In this example, the plumed command launches the driver to analyse the molecular dynamics trajectory trj.xtc according to the plumed.dat file. For the details regarding the plumed.datinstructions, refer to the Tutorial 1 of this guide.

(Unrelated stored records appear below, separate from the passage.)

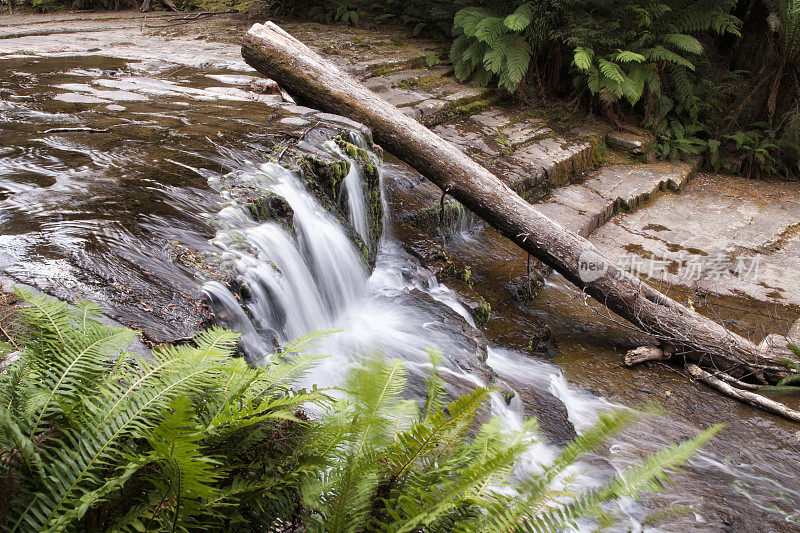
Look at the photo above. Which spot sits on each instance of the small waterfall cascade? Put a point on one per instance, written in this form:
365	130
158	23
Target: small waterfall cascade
354	185
298	282
313	279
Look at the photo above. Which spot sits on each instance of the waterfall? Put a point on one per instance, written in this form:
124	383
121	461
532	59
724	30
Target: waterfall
354	185
314	279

Run the SLURM script file:

sbatch RUN.sh

7. Running GROMACS with PLUMED support

In addition to analysing a PDB or MD trajectory with the driver, it is possible to generate a conformational ensemble that agrees with SAS data using an MD engine. To enable this feature in GROMACS, it must be patched with the plumed-patch module and compiled with MPI support. Here is an example of a SLURM script that, after loading dependencies and environment variables, launches GROMACS with PLUMED support:

#!/bin/bash

#SBATCH -A _PROJECT_
#SBATCH -p _PARTITION_
#SBATCH --time HH:MM:SS

#SBATCH --job-name="hysas_metainference"
#SBATCH -o OUT.log

#SBATCH -N 1
#SBATCH --ntasks-per-node=4
#SBATCH --cpus-per-task=8
#SBATCH --gres=gpu:4
#SBATCH -o OUT.log

### MODULES ###
module load profile/lifesc
module load gmp/6.2.1
module load mpfr/4.1.0
module load mpc/1.2.1
module load gcc/11.3.0
module load zlib/1.2.13--gcc--11.3.0
module load openmpi/4.1.4--gcc--11.3.0-cuda-11.8
module load openblas/0.3.21--gcc--11.3.0
module load cblas/2015-06-06--gcc--11.3.0
module load gsl/2.7.1--gcc--11.3.0
module load cuda/11.8

### DEPENDENCIES ###
export LD_LIBRARY_PATH="$HOME/build/fftw/lib/:$LD_LIBRARY_PATH"
export PATH="$HOME/build/boost/include/:$PATH"
export LD_LIBRARY_PATH="$HOME/boost/lib/:$LD_LIBRARY_PATH"
export PATH="$HOME/build/spdlog/include/:$PATH"
export LD_LIBRARY_PATH="$HOME/build/spdlog/lib64/:$LD_LIBRARY_PATH"
export LD_LIBRARY_PATH="$HOME/build/arrayfire/lib64/:$LD_LIBRARY_PATH"

### PLUMED ###
export PATH="$HOME/build/plumed/bin:$PATH"
export LD_LIBRARY_PATH="$HOME/build/plumed/lib/:$LD_LIBRARY_PATH"
export PKG_CONFIG_PATH="$HOME/build/plumed/lib/pkgconfig/:$PKG_CONFIG_PATH"
export PLUMED_KERNEL="$HOME/build/plumed/lib/libplumedKernel.so"

### GROMACS ###
source $HOME/build/gmx24_mpi/bin/GMXRC

### EXPORT ###
export OMP_PROC_BIND=true
export OMP_NUM_THREADS=$SLURM_CPUS_PER_TASK

### CMD ###
MPIRUN=$(which mpirun)
MDRUN=$(which gmx_mpi)
NP=`expr $SLURM_JOB_NUM_NODES \* $SLURM_NTASKS_PER_NODE`

$MPIRUN -np $NP --map-by socket $MDRUN mdrun -v -deffnm replica -pin on -ntomp $SLURM_CPUS_PER_TASK -nsteps -1 -dlb yes -nb gpu -bonded gpu -pme gpu -plumed ../plumed.dat -multidir 0 1 2 3 -cpi replica.cpt -maxh 23.9

In this example a single node is dedicated to perform a multidir simulation of 4 replicas, one for each GPU.

8. Final notes

This guide was written and verified in June 2024, using the latest version of PLUMED available at that time. The names, paths, and versions of the modules can vary between HPC systems. Even for Leonardo, a software stack update might make this guide partially incompatible. However, all provided examples should offer a broad logic to customize and adapt the installation on local machines or other HPC systems.